Most mornings, if she isn’t working in her car because she’s determined to find a parking spot on G Street, students can find Ms. Flanagan in her office eating breakfast (which sometimes means leftover spaghetti Bolognese at 10 a.m.) with a tote bag full of snacks (including baby food fruit puree pouches and a large carton of oatmeal).
She’ll also have an obscure Netflix series up for background noise, her laptop open so she can answer more than 100 emails and a to-do list on her white board so she knows what she needs to get done.
Students will typically drop in seeking help with preparation for an upcoming MSSC event, or just for a quick chat. Ms. Flanagan said she often gets sidetracked by conversations with students in the MSSC, but being able to help out where she can and make even the smallest difference makes it more than worth it.
"For eight hours a day, I am in a place that's super supportive,” Ms. Flanagan said. “It's a huge collective, and it's such a genuine presence."
Learning through the GW experience
In her four-and-a-half years at GW, Ms. Flanagan has learned to be open to learning new things so she can continue to grow. She learned about areas of study she never knew about such as organizational sciences, she met a student who put milk in the bowl before the cereal—which was surprising—and she tried a mango for the first time (she wasn’t a big fan).
But along with the hundreds of Only at GW moments, the biggest lessons Ms. Flanagan learned from her time working at GW is patience with other people and herself and taking the time to stand still and be in the moment.

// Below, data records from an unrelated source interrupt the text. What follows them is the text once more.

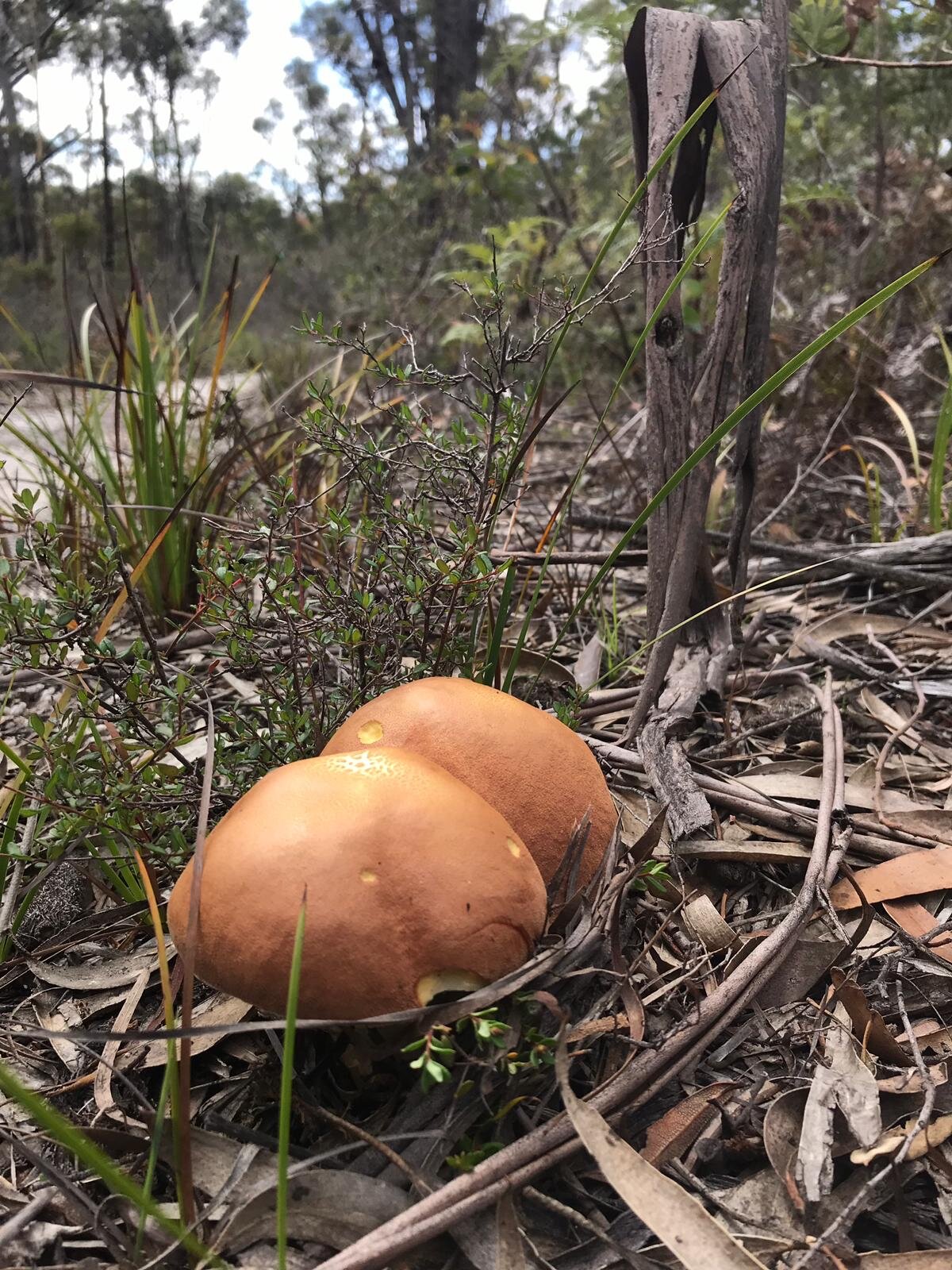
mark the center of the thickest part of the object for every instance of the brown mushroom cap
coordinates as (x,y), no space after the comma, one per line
(416,886)
(537,772)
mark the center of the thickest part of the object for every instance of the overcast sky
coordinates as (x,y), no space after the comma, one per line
(248,82)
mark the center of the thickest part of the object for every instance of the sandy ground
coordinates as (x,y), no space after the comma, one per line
(46,412)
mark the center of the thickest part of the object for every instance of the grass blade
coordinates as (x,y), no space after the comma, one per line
(767,389)
(92,1157)
(287,1083)
(941,448)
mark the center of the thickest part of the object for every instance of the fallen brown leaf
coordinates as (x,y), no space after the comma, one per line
(681,1222)
(916,920)
(681,1126)
(869,1026)
(913,874)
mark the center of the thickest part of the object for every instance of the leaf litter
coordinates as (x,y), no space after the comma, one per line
(723,1108)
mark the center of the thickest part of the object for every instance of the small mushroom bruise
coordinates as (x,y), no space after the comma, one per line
(447,983)
(416,887)
(533,770)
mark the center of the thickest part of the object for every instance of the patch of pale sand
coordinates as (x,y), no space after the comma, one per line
(44,412)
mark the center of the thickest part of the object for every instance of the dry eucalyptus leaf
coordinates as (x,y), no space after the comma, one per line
(890,1142)
(682,1124)
(913,874)
(708,925)
(806,789)
(869,1026)
(681,1222)
(92,977)
(812,956)
(916,920)
(856,624)
(847,1085)
(748,851)
(588,664)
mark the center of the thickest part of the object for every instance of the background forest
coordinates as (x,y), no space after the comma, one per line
(425,133)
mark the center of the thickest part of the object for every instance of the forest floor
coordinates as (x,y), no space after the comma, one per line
(766,1026)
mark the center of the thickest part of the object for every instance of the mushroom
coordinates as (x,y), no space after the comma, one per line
(535,772)
(416,887)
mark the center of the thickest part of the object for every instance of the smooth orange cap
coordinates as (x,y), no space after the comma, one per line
(414,886)
(537,772)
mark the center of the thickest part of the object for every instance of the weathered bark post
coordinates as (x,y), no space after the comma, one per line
(672,63)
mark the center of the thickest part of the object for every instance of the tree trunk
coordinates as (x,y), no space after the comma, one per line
(108,209)
(459,25)
(672,60)
(22,230)
(182,194)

"I don't think, in the last four years, that I would have grown the same way outside of GW,” Ms. Flanagan said. “Being at the MSSC and being at GW as a whole has really expanded how I look at things."
Her favorite part of the GW experience is graduation, including the graduation MSSC hosts before commencement. Seeing how much the students have grown in just four years and watching them start fulfilling their potential is bittersweet because of the bonds she formed with the students. But overall, the experience makes her happy to be here at GW.
"You go through everything with this person and then you see them, you see them express what MSSC meant to them, and you see them go off into the world, it's like ‘wow, this is absolutely crazy,’” Ms. Flanagan said.
“To see them as full-fledged adults out here with renter's insurance and getting engaged and everything like that, it just feels like your family expands."